In a move in which Latinos stand to be the biggest beneficiaries, Facebook CEO Mark Zuckerberg and his wife, Priscilla Chan, are giving San Francisco Bay Area schools $120 million.

Latinos are a dominant segment of the student body in two of the three school districts that are receiving the gift, which aims to finance computers, connectivity and teacher training.

In Ravenswood, the couple pointed out, less than 40 percent of Latino students – who predominate in the schools – have proficiency in English. The district's science studies survived mainly because of volunteers, according to the Christian Science Monitor.

"This means fewer students from low-income and minority backgrounds graduating from high school or attending and succeeding in college," said the couple in an essay they wrote for The San Jose Mercury News.

"This situation doesn't exist for lack of effort by our school leaders," they wrote. "There are many heroic educators doing their best to serve students here.
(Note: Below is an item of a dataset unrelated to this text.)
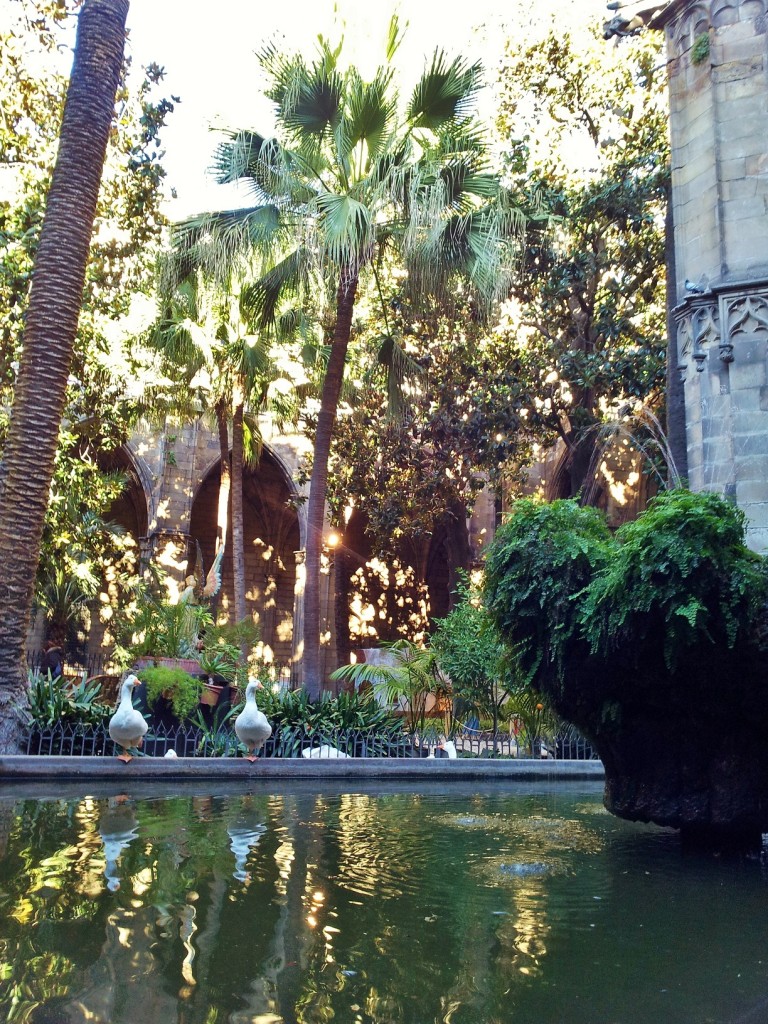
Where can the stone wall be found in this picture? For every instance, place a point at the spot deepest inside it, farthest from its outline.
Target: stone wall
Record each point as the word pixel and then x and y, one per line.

But the challenges are much greater than the resources they receive ... The commitment we're announcing today is our effort to change this."

The first $5 million of the $120 million will go to the San Francisco, Ravenswood and Redwood City school districts and will focus on principal training, classroom technology and helping students transition from the 8th to the 9th grade. The couple and their foundation, called Startup: Education, determined the issues of most urgent need based on discussions with school administrators and local leaders.

Latinos make up nearly 40 percent of the city of Redwood, followed by Asians with 11 percent, and blacks with 2 percent. In San Francisco, Hispanics comprise about 15 percent of the population. 

“To transform our schools into truly 21st century learning systems we need a greater investment in financial, social and political capital,” said San Francisco Unified School District Superintendent Richard Carranza in a statement quoted by TheStreet.com

“We are thrilled that Mark and Priscilla have stepped up to support our vision by focusing on the needs of students in San Francisco's most underserved communities."

The Zuckerbergs' gift, which the couple discussed Tuesday in an exclusive interview with The Associated Press, will be spread over the next five years. It is the biggest allocation to date of the $1.1 billion in Facebook stock the couple pledged last year to the nonprofit Silicon Valley Community Foundation.

"Education is incredibly expensive and this is a drop in the bucket," Chan, a pediatrician, said in an interview Thursday at Facebook's Menlo Park, California, headquarters. "What we are trying to do is catalyze change by exploring and promoting the development of new interventions and new models."

The gift comes at a time when critics are still questioning what became of Zuckerberg's $100 million donation to Newark, New Jersey's public school system. Four years ago, he announced the donation flanked by then-mayor Cory Booker and New Jersey Gov. Chris Christie. A recent New Yorker article criticizes the donation and the chain of events it set in motion.

While well-intentioned, the money has so far failed to fix the city's ailing school system. The process lacked meaningful community input and much of the money has been spent on high-paid contractors and consultants. Four years later, the money is nearly gone and a lot of people are angry. The story's most poignant quote is from Vivian Cox Fraser, president of the Urban League of Essex County, who said "Everybody's getting paid, but Raheem still can't read."

Zuckerberg said the Newark experience is a "big influence on our thinking" with the Bay Area donation. Taking the long view, he's quick to point out that the results in New Jersey are too early to measure.

"The schools and programs that the folks put in place, only now are they ramping up and students are starting to go through them. So you won't know what the outcomes are until like 5, 7, 10 years from now," he said. "That said, I think there are some things that are going generally better than we'd expected and some things that we've definitely taken as lessons."

The Associated Press contributed to this report.